Lower Rogue River: Paddle the Lower Rogue River for a memorable journey through the core of the Rogue River Estuary. Here, where river meets ocean, the estuary becomes a harbor for an astonishing array of plant and animal life. You’ll discover migratory birds, thriving fish populations, and even the occasional fun-loving seal or sea otter. This unique convergence of fresh and saltwater ecosystems creates a dynamic environment where you can witness nature’s delicate balance firsthand. The Lower Rogue River, one of the original rivers designated as a Wild & Scenic River, is also famous for salmon fishing and is the kick-off point for jet boat tours deep into the Rogue Wilderness.
Discover Inclusive Coastal Wonders
Harris Beach State Park: With its imposing cliffs, abundant forests, and spectacular ocean views, Harris Beach State Park has long been a treasured destination for both nature lovers and adventure enthusiasts. Its scenic coastline offers far-reaching vistas of sandy beaches, rugged headlands, and offshore islands.
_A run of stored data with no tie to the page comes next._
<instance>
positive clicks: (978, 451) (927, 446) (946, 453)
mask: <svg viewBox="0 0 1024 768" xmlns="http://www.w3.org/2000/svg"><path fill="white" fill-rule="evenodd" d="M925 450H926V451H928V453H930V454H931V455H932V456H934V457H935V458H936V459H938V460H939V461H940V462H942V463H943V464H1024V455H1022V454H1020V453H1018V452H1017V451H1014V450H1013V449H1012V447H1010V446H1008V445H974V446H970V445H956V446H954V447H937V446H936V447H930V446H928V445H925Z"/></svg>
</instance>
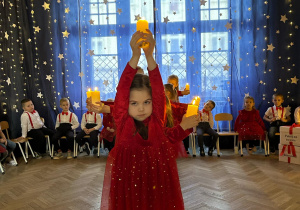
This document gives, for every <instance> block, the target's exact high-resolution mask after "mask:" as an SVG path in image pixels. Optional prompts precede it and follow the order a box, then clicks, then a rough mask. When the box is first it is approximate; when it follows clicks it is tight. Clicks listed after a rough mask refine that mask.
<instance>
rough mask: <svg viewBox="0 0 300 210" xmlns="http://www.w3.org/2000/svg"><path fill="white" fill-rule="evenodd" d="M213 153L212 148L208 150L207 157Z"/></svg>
mask: <svg viewBox="0 0 300 210" xmlns="http://www.w3.org/2000/svg"><path fill="white" fill-rule="evenodd" d="M213 151H214V148H209V150H208V156H212V153H213Z"/></svg>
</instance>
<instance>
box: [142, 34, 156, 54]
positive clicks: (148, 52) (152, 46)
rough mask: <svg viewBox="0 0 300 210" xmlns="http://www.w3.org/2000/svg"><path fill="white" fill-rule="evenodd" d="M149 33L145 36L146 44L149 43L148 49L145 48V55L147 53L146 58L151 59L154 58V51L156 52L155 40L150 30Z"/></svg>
mask: <svg viewBox="0 0 300 210" xmlns="http://www.w3.org/2000/svg"><path fill="white" fill-rule="evenodd" d="M146 30H147V32H148V33H146V34H145V35H144V37H145V42H148V43H149V46H148V47H145V48H143V50H144V53H145V57H146V58H147V57H149V56H153V51H154V47H155V44H156V42H155V39H154V38H153V34H152V33H151V31H150V30H149V29H146Z"/></svg>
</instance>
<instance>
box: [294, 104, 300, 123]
mask: <svg viewBox="0 0 300 210" xmlns="http://www.w3.org/2000/svg"><path fill="white" fill-rule="evenodd" d="M294 118H295V123H300V106H298V107H297V108H296V109H295V112H294Z"/></svg>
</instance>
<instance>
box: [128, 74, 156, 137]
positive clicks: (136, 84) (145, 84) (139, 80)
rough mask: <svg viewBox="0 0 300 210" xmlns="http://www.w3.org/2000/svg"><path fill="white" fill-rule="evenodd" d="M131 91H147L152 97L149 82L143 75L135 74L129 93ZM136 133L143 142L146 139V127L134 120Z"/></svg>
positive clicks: (141, 74) (143, 75)
mask: <svg viewBox="0 0 300 210" xmlns="http://www.w3.org/2000/svg"><path fill="white" fill-rule="evenodd" d="M132 90H147V91H148V92H149V94H150V96H152V89H151V85H150V80H149V77H148V76H147V75H144V74H136V75H135V76H134V78H133V80H132V83H131V86H130V91H132ZM134 123H135V127H136V132H135V134H136V133H137V132H138V133H139V134H140V135H141V137H142V138H143V139H144V140H147V139H148V127H147V126H145V125H144V123H143V122H141V121H138V120H135V119H134Z"/></svg>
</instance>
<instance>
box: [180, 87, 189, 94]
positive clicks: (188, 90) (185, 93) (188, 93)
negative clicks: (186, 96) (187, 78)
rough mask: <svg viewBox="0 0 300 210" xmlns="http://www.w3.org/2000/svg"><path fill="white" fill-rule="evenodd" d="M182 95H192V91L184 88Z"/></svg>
mask: <svg viewBox="0 0 300 210" xmlns="http://www.w3.org/2000/svg"><path fill="white" fill-rule="evenodd" d="M181 93H182V95H189V94H190V90H187V89H185V88H184V91H181Z"/></svg>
The monolithic sea stacks, rising majestically from the ocean, serve as a sanctuary for nesting seabirds, while tidepools teem with fascinating marine life. One of the park’s notable amenities is its accessibility. Harris Beach State Park takes pride in providing inclusive experiences for all visitors. The campground offers ADA-compliant sites, and ease of access extends to the beach, where wheelchair ramps and paved pathways allow individuals of all abilities to engage themselves in coastal wonders.
Oregon Redwoods Barrier Free Trail: A captivating retreat of accessibility and allure, this trail offers a quiet escape into ancient redwood forests and out to the beach with its sweeping perspective of the weathered coastline. This well-maintained and mobility-friendly trail is designed to accommodate all visitors, regardless of physical ability. Strategically-placed benches offer an exquisite opportunity for rest and reflection among the giant redwoods. Informative markers provide interesting insights into the flora and fauna that reside within this singular ecosystem.
Take Care Out There
Prepare before you head out, consider what you want to see and experience, your group’s physical abilities and what’s realistic to do in the time you have. Can you visit off peak to avoid crowds?
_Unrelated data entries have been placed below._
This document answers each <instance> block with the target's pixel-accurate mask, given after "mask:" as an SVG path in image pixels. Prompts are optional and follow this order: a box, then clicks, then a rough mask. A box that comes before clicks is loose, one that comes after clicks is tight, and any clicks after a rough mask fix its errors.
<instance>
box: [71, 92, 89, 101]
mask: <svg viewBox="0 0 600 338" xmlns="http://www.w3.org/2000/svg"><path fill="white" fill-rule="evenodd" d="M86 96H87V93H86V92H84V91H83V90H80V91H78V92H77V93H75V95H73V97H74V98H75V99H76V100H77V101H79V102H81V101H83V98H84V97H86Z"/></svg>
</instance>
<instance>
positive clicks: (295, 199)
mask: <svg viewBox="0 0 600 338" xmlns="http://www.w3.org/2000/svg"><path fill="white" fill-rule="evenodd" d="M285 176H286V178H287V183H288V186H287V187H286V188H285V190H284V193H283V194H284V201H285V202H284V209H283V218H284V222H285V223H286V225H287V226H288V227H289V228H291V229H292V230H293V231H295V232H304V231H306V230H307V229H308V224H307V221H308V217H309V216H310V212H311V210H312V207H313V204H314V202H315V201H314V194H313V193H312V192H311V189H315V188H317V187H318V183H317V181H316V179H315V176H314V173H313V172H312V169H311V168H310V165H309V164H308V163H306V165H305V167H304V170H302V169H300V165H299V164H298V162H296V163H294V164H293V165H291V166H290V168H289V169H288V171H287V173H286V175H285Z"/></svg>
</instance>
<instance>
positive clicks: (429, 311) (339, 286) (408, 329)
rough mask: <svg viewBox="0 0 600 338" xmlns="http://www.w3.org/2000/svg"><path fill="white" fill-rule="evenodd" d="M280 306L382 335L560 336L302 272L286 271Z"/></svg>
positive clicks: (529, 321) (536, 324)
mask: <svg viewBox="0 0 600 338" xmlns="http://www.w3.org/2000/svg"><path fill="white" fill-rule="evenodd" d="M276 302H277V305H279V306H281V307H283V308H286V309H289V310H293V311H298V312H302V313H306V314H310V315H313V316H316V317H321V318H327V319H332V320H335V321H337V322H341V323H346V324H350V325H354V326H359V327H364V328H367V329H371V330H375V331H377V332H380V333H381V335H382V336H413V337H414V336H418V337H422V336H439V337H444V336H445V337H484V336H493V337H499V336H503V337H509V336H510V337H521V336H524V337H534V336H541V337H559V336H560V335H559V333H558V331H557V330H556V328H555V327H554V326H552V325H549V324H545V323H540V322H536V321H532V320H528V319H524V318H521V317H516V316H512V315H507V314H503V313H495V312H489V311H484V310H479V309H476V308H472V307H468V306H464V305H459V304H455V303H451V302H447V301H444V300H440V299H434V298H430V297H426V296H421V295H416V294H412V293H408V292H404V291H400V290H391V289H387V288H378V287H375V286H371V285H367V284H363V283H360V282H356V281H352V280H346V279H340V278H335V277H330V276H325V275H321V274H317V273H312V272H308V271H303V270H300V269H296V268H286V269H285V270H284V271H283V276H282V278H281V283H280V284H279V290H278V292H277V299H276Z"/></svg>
Check conditions. Pack your Ten Essentials. Got the right shoes for the terrain? Water? Cell phone? You may not always have coverage, so take a picture of the trail map or bring one with you. Consider hiring a guide.
Let someone know where you’re headed and when you plan to be back. Tuck some cash in your pocket for park fees (that help maintain our natural spaces).
Make Smart Choices
Know your limits and when to stop for the day. Follow the signs; they’re there to tell you important stuff like how to avoid injuries and not get lost.
If you’re lucky enough to spot wildlife, use your zoom lens and observe from afar.
Share trails with others. Know who manages the land you access and what the rules and regulations are.
Keep It Natural
Stay on designated trails and areas to protect the landscape. Don’t take anything home but your trash—and please, please take your trash with you. Make wildfire prevention a top priority.
Experiencing the quiet, awe-inspiring beauty of nature can not only uplift your spirits, it can improve your health. Think of Oregon’s vast outdoors as your place to relax and recharge.
Greet fellow adventurers and spark a conversation. Check in at a visitor center, ranger station and/or local business to learn from the locals, grab a map and gather local insight.
Share your knowledge with others if it’s helpful. Support the community— eat, drink, shop and stay local. Stop by cultural centers to learn our history and relationship to place.